Читаем Борьба за Дарданеллы полностью

Конечно, задержка с возобновлением атак с моря в ожидании готовности армии таила серьезную опасность. С каждым уходящим днем турки приходили в себя от бомбардировки 18 марта, и надо было взглянуть на эти новые траншеи, которые каждое утро появлялись на скалах, чтобы догадаться, что прибыли новые подкрепления. Ну и что теперь, сколько надо дожидаться? Гамильтон считал, что ему понадобятся три недели для полной готовности. Если бы Китченер, как и первоначально намеревался, позволил в начале февраля 29-й дивизии отплыть, войска были бы уже здесь и было бы совсем другое дело. Но 29-я все еще находилась далеко в море, на том конце Средиземноморья[4], и Гамильтон не намеревался атаковать без нее — и к тому же Китченер намеренно запретил ему делать это.

Бёдвуд не соглашался с Гамильтоном. Он заявлял, что, может быть, стоит, пользуясь шансом, высадить десант теми силами, которые можно наскрести на Лемносе. Но при более глубоком анализе выяснилось, что не хватало всего подряд, начиная с орудий и кончая плавающими средствами. Более того, на приходящих из Англии транспортах грузы уложены в дичайшем беспорядке: лошади на одном корабле, упряжь — на другом, орудия загружены без передков и отдельно от снарядов.
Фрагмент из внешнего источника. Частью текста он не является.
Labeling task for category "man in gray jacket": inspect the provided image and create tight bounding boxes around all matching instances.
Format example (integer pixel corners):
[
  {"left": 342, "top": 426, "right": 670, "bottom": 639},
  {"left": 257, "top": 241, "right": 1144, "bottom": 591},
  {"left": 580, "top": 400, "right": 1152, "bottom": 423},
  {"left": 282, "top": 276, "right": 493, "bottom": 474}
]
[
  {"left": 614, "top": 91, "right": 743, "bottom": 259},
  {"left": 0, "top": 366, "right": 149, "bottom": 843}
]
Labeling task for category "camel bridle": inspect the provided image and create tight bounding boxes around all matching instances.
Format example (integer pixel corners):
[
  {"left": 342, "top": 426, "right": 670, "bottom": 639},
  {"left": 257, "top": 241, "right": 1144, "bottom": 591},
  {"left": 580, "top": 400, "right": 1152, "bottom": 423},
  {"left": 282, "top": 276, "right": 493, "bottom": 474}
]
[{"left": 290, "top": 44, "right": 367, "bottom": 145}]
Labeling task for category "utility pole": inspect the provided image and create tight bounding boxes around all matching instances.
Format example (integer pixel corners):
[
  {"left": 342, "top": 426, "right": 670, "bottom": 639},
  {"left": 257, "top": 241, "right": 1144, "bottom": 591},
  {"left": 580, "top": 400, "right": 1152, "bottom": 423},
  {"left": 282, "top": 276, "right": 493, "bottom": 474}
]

Никто в Англии не имел представления, есть ли дороги на Галлиполийском полуострове или нет, а потому на борт было загружено некоторое количество бесполезных грузовиков. Высадка в таких условиях на вражеском песчаном берегу — дело весьма опасное. А на Лемносе не было никаких средств для перекладки грузов. Поэтому сейчас ничего не оставалось, кроме как вернуть все назад в Александрию и привести весь личный состав и технику в подобие боевого вида. При условии, что административный персонал прибудет вовремя, Гамильтон рассчитывал, что армия будет готова к высадке на Галлиполи где-то в середине апреля: скажем, 14-го. В этом случае армия и флот смогут атаковать вместе и одновременно.
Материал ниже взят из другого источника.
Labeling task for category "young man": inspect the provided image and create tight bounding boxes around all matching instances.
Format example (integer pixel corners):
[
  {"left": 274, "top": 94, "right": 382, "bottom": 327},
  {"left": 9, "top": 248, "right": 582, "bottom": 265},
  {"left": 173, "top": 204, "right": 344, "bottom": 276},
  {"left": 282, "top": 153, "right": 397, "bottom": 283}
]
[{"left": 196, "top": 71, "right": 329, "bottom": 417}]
На этом и завершилось совещание 22 марта.

Вернувшись на «Куин Элизабет» и узнав новости, Кейс пришел в негодование. Он умолял де Робека изменить планы. Он доказывал, что новый отряд тральщиков избавит их от всех проблем и они будут готовы к прорыву. Задержка будет фатальной для армии.

Де Робек все еще чувствовал себя неловко и согласился снова встретиться с Гамильтоном. После полудня два моряка отправились к генералу, и Кейс вновь изложил свои аргументы. Ему задали вопрос, когда будут готовы тральщики, и он ответил, что примерно через две недели, 3 или 4 апреля. Де Робек опять отметил, что, поскольку Гамильтон будет готов 14 апреля, это всего лишь подразумевает задержку в десять дней. «Итак, — произнес Кейс, — вопрос окончательно улажен». Он добавил: «Должен признаться, что я был страшно расстроен и удручен».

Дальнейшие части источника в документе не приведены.